Fedora Users — Re: Back Again - RPM using a more efficient database format

Sam Varshavchik:
>>> With a large repository, like Fedora, even a compressed XML file is
>>> going to end up being rather huge. Then, you have to uncompress it and
>>> parse it. And, XML parsing is also not exactly a light task. 
 

Tim:
>> I thought there was supposed to be a move towards using a proper
>> database scheme, a long time ago, that would have sped up all of that?


Jim Cornette:
> I recall something discussed awhile back regarding implementing a more 
> efficient database scheme. Current discussions on development seem to be 
> concentrating on removing features like rpm -ivh url and instead 
> requiring the use of wget to download the rpm and secondarily installing 
> the rpm from local directory. No mention regarding changing to the more 
> efficient database format.

I was under the impression that part of the reason for using something
SQL based (see listing, below) was to do with it being faster to parse
than the rather free-for-all structure of an XML file.  Supposedly being
able to use a pre-existing databasing technique, rather than a custom
job on this special XML?

[root@bigblack ~]# ll /var/cache/yum/updates/
total 38356
-rw-r--r-- 1 root root        0 2007-08-01 12:34 cachecookie
-rw-r--r-- 1 root root 13102080 2007-07-27 23:43 filelists.sqlite
drwxr-xr-x 2 root root     4096 2007-06-22 16:23 headers
-rw-r--r-- 1 root root 21680128 2007-07-27 23:51 other.sqlite
drwxr-xr-x 2 root root    20480 2007-08-01 12:42 packages
-rw-r--r-- 1 root root  4373504 2007-08-01 12:34 primary.sqlite
-rw-r--r-- 1 root root     1953 2007-08-01 12:34 repomd.xml

The sqlite file didn't exist in the (much) older releases.  And I seem
to recall there was a tgz in there, though maybe the archive is now
discarded once unpacked?

I think whatever method you use for working out what packages are
available is going to be a fair bit of data to transfer, though.  Unless
there's going to be some way of simply getting "new information since
{date}" from the server (date being supplied by your software, as the
last date it checked).

Heck, it could use an NNTP server for that.  ;-)  There's a thought, I
wonder how practical it would be to have a two or three news groups on a
dedicated YUM NNTP network as the computer's way of working out what was
available as an update.  You have a history, ability to get things since
a certain date, or an ID number, and servers can easily expunge old
stuff so a complete fetch doesn't include the last ten versions of the
same thing, with NNTP.

fc7.updates.headers for the smallest information the system needed to
know about each package to work out what to do.  Your updater would drag
in the new stuff, and put what it needed into its own local database.
Each run of something like yum update would only drag in a few messages,
rather than a new 2 meg package list for each change to the list.
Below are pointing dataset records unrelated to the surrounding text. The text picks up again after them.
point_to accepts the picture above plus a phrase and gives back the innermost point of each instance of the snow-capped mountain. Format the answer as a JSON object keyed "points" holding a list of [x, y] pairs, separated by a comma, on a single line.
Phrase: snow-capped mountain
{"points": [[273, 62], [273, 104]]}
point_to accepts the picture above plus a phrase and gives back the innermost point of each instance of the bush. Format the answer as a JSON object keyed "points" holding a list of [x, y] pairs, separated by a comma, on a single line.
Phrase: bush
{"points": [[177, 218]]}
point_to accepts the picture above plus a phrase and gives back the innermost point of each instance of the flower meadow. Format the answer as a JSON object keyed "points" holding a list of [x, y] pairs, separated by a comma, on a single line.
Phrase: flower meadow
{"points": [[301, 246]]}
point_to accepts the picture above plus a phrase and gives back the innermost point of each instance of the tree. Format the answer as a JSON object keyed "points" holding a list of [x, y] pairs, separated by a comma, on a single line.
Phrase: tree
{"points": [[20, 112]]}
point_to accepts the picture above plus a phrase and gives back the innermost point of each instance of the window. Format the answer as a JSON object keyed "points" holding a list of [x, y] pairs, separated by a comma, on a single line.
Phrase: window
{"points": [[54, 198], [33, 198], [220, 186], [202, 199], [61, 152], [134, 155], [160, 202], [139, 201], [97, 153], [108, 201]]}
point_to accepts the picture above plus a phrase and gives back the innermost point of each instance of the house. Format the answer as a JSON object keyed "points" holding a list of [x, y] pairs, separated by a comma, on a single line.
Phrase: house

fc7.updates.human for people to read details per package, if they
wanted, like we have the packages announce mailing list.  The other
update list would provide the message Id for your client to fetch
particular info, if you wanted (e.g. you saw updates available for
"this", "that", and "the other", and you decided you wanted to know what
"that" was before proceeding, on an interactive update).

fc7.updates.something.else if there needed to be more information...

-- 
[tim@bigblack ~]$ uname -ipr
2.6.22.1-33.fc7 i686 i386

Using FC 4, 5, 6 & 7, plus CentOS 5.  Today, it's FC7.

Don't send private replies to my address, the mailbox is ignored.
I read messages from the public lists.